When President Barack Obama spoke out last week against the crime, violence and poverty that ensnares young men of color in epidemic numbers, he might have been voicing a promo for "Chicagoland," the docuseries debuting Thursday on CNN.
Noting ruefully how "we assume this is an inevitable part of American life instead of the outrage that it is," Obama set the stage for more than one Chicagoan to be featured in the show.
There are outrages aplenty in "Chicagoland" (whose eight episodes air Thursdays at 10 p.m. and repeat at 1 a.m. Eastern, with additional encores). But the series isn't a finger-wagging jeremiad, nor is it an unrelieved bummer to watch. While often disturbing, it is also hope-inspiring, and never less than dramatically addictive.
CNN has given over this airtime to independent filmmakers Marc Levin and Mark Benjamin, whose many collaborations include the Peabody Award-winning series "Brick City," a portrait of Newark, N.J., and Cory Booker, its then mayor, that aired on Sundance a few years ago to great acclaim.
Employing the same immersive, multi-stranded style of storytelling, "Chicagoland" chronicles a pivotal year in the life of a major heartland city and some memorable locals.
Prominent among them is Elizabeth Dozier, a dynamic young principal who has transformed her South Side high school from what had been a daily war zone into a safe haven in a neighborhood still riddled by gang violence.
Another "star" is Garry McCarthy, steely superintendent of the Chicago Police Department, who, as Newark's police director, played a major role in "Brick City." Now in Chicago, where a long list of problems includes the city's 70,000-strong gang population, McCarthy has a wry take on his mandate: "to save the world — can't you tell?"
But no one on "Chicagoland" casts a longer, more commanding shadow than Rahm Emanuel. Formerly a senior aide to President Bill Clinton, a U.S. Congressman and Obama's chief of staff, Emanuel during 2013 is at the midpoint of a bruising first term as Chicago's boss. Among his battles, he is clashing with the powerful teacher's union as he pushes for a moneysaving consolidation plan that would close 54 under-enrolled schools, many in poorer neighborhoods whose population has dwindled.
The vote, which would affect some 30,000 students, looms in May 2013. Emanuel argues that reallocating resources will improve public education overall.

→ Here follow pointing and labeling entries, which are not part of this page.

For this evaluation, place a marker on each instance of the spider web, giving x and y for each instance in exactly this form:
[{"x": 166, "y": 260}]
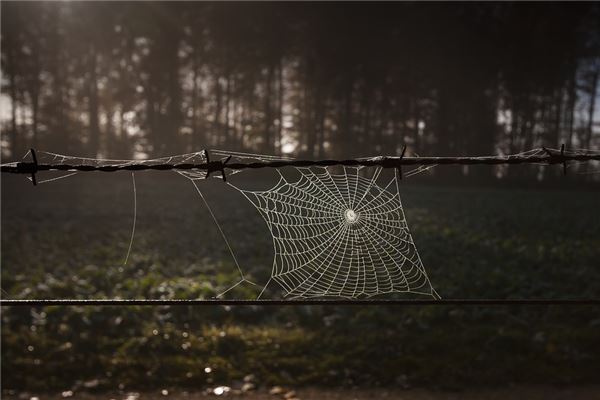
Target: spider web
[{"x": 340, "y": 235}]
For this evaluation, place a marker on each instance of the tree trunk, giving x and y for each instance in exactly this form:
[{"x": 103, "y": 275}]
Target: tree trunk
[{"x": 268, "y": 146}]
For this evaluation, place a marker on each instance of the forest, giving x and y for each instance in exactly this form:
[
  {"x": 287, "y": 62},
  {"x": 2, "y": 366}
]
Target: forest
[{"x": 134, "y": 80}]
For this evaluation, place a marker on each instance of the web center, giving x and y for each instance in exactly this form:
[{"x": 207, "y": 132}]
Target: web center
[{"x": 351, "y": 216}]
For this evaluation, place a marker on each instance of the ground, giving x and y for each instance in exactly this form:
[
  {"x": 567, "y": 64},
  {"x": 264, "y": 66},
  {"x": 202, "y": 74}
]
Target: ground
[{"x": 69, "y": 239}]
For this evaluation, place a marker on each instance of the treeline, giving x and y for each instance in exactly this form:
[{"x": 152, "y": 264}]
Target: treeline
[{"x": 325, "y": 79}]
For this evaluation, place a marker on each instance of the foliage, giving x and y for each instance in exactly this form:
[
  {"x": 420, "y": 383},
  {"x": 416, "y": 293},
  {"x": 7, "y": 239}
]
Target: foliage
[{"x": 161, "y": 78}]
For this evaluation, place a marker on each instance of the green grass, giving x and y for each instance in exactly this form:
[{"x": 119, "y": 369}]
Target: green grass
[{"x": 69, "y": 239}]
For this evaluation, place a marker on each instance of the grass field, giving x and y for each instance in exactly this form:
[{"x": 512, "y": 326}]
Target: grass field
[{"x": 69, "y": 239}]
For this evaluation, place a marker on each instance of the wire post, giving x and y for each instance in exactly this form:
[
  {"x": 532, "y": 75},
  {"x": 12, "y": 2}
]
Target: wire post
[{"x": 384, "y": 162}]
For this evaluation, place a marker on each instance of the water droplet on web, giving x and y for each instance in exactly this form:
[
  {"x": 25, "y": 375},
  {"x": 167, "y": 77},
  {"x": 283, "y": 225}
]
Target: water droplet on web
[{"x": 221, "y": 390}]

But the viewer can't help but be troubled by the opposition's comeback: Closing a neighborhood school could imperil its displaced students when they're forced to make their way to a newly assigned school through city blocks controlled by warring gang factions.
In a heartbreaking scene, tears roll down a young girl's cheeks as she describes her fright at crossing a certain street, a "gang line" that marks rival turf where "they even tried to beat on my little sister, and she's only in the first grade."

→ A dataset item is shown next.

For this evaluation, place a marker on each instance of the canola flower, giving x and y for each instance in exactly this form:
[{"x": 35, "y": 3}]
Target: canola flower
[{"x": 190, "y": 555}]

But the you-are-there immediacy gets more graphic.
Alice Thomas, the mother of a second-grader who, two years earlier, was shot while outside playing, explains how, were her school to be closed, the still-traumatized child might come face-to-face at her new school with relatives of the person who shot her.

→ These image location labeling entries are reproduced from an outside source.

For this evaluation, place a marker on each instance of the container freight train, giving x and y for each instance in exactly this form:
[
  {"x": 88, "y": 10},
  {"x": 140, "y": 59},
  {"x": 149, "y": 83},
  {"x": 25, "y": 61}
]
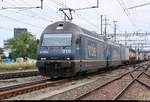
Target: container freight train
[{"x": 66, "y": 49}]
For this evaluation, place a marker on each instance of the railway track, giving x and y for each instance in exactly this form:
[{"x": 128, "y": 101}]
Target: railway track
[
  {"x": 86, "y": 90},
  {"x": 11, "y": 75},
  {"x": 86, "y": 96},
  {"x": 11, "y": 91}
]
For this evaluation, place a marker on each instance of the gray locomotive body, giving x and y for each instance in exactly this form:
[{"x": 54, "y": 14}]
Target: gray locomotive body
[{"x": 66, "y": 49}]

Then, a few moments later, the camera re-encounters Thomas shortly after her boyfriend was gunned down in front of her.
"I just fell to the ground and balled up," says Thomas, who, when she got up, found him dying.
"You happen to be down the street and a shooting happens," Levin recalled last week at the Manhattan production offices of Brick City TV. "You end up on the porch of a family, talking to them, before even the authorities are there."
"It's hard when you're trying to focus and you have tears in your eyes," said Benjamin, who recounted his filming the funeral of a local man who had served in Iraq and then, returning to the 'hood, was shot in the back. "You can't believe you're seeing this."
But not all of "Chicagoland" is grim. Chicago's beauty, brio and, a few El stops north, its prosperity are also part of this saga.
"This is a tale of two cities," said Laura Michalchyshyn, another of the series' executive producers and president of the partnering Sundance Productions. "That's been a big challenge: finding a balance between both kinds of stories."
The first step in the storytelling process, according to Benjamin: "Overshoot." He said three film crews, one led by him, were deployed in the Windy City for much of last year, amassing 1,000 hours of video. (And they still haven't wrapped: As recently as Sunday, "Chicagoland" cameras caught Emanuel's icy dip in Lake Michigan as he made good on his pledge of a "Polar Plunge" if the city's children read 2 million books.)
But from that vast trove, how could anyone identify the key narratives and personalities?
"You take the footage into the editing room as late into the night as possible, when you're about to fall asleep," said Levin. "Then, when something you see really opens your eyes, you know that's the beginning."
From beginning to end, "Chicagoland" is certain to open its audience's eyes.